Der Antragsteller beantragt,
die Antragsgegner als Gesamtschuldner zu verpflichten, das auf dem gemeinschaftlichen Grundstück in 38159 Vechelde errichtete Klettergerüst nebst Kinderschaukel und Kinderrutsche zu entfernen.
Die Antragsgegner beantragen,
den Antragt zurückzuweisen.
Sie sind der Auffassung, das Kinderschaukelgerüst sei keine bauliche Veränderung im Sinne des § 22 Abs. 1 S. 1 WEG, zumal es nicht im Boden verankert sei. Im übrigen bewirke das Kinderspielgerät keine über das bei einem geordneten Zusammenleben unvermeidliche Maß hinausgehende optische Beeinträchtigung; der Antragsteller habe nach wie vor einen im wesentlichen unverbauten Ausblick. Lediglich am Häuschen der Rutsche wiese die Dachspitze eine Höhe von 3,50 m auf, im übrigen habe das Klettergerüst eine durchschnittliche Höhe von 2,50 m.

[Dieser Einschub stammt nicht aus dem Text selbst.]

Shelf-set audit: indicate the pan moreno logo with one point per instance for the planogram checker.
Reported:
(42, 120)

Es sei ferner zu berücksichtigen, dass in fast allen Gärten der Nachbargrundstücke sich ebenfalls Spielgeräte dieser Art befinden.
Die Errichtung des Kinderschaukelgerüstes halte sich im Rahmen der Gemeinschaftsordnung.
Schließlich stelle das Beseitigungsverlangen eine unzulässige Rechtsausübung im Sinne des § 242 BGB dar, da sich der Antragsteller zuvor mündlich sinngemäß dahingehend geäußert habe, er wolle der Aufstellung des Kinderspielgerüstes nicht als einziger entgegenstehen. Da der Antragsteller nach Lieferung des Klettergerüstes 3 Wochen lang keine Einwendungen erhoben hätten, könne er nicht nunmehr die Beseitigung des Gerüstes verlangen.
Wegen der weiteren Einlassungen der Parteien wird auf die zur Akte gereichten Schriftsätze verwiesen.
Das Gericht hat Beweis erhoben durch Augenscheinseinnahme.
Wegen des Ergebnisses der Beweisaufnahme wird auf das Sitzungsprotokoll vom 06.07.06 (Bl. 70 ff d.A.) verwiesen.
II.
Der Antrag ist unbegründet.
Der Antragsteller kann nicht von den Antragsgegnern Entfernung des Klettergerüstes verlangen.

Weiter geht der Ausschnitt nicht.